Inner Mongolia University, Hohhot, China.
BGI Genomics, Shenzhen, China.
Sci Data. 2024 Jul 11;11(1):762. doi: 10.1038/s41597-024-03581-w.
Advancements in sequencing have enabled the assembly of numerous sheep genomes, significantly advancing our understanding of the link between genetic variation and phenotypic traits. However, the genome of East Friesian sheep (Ostfriesisches Milchschaf), a key high-yield milk breed, remains to be fully assembled. Here, we constructed a near-complete and gap-free East Friesian genome assembly using PacBio HiFi, ultra-long ONT and Hi-C sequencing. The resulting genome assembly spans approximately 2.96 Gb, with a contig N50 length of 104.1 Mb and only 164 unplaced sequences. Remarkably, our assembly has captured 41 telomeres and 24 centromeres. The assembled sequence is of high quality on completeness (BUSCO score: 97.1%) and correctness (QV: 69.1). In addition, a total of 24,580 protein-coding genes were predicted, of which 97.2% (23,891) carried at least one conserved functional domain. Collectively, this assembly provides not only a near T2T gap-free genome, but also provides a valuable genetic resource for comparative genome studies of sheep and will serve as an important tool for the sheep research community.

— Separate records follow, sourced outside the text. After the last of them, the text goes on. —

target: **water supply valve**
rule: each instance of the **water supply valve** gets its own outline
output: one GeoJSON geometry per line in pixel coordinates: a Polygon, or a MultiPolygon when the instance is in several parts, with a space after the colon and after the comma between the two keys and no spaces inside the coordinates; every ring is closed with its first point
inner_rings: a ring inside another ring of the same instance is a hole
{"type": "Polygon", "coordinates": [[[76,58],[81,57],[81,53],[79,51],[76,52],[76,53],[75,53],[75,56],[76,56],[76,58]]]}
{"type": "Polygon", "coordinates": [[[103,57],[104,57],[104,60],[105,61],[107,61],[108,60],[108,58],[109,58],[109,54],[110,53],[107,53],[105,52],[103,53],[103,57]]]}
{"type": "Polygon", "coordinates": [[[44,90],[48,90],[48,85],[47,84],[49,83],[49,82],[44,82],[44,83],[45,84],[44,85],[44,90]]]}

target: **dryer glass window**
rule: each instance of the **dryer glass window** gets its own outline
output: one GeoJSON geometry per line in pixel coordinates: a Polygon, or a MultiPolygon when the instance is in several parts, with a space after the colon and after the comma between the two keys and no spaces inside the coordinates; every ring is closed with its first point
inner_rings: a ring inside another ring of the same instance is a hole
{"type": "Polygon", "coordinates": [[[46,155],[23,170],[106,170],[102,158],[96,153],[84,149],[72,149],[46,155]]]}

测序技术的进步使得大量绵羊基因组得以组装,极大地促进了我们对遗传变异与表型特征之间关系的理解。然而,东弗里生羊(Ostfriesisches Milchschaf)的基因组,作为一种重要的高产奶品种,仍有待完全组装。在这里,我们使用 PacBio HiFi、超长 ONT 和 Hi-C 测序技术构建了一个近乎完整、无间隙的东弗里生羊基因组组装。该基因组组装约 29.6 亿碱基对,其 contig N50 长度为 104.1Mb,仅有 164 个未定位序列。值得注意的是,我们的组装成功捕获了 41 个端粒和 24 个着丝粒。该组装序列具有很高的完整性(BUSCO 评分:97.1%)和正确性(QV:69.1%)。此外,共预测了 24580 个蛋白质编码基因,其中 97.2%(23891 个)至少携带一个保守的功能域。总的来说,该组装不仅提供了一个近乎无间隙的 T2T 基因组,还为绵羊的比较基因组研究提供了宝贵的遗传资源,并将成为绵羊研究界的重要工具。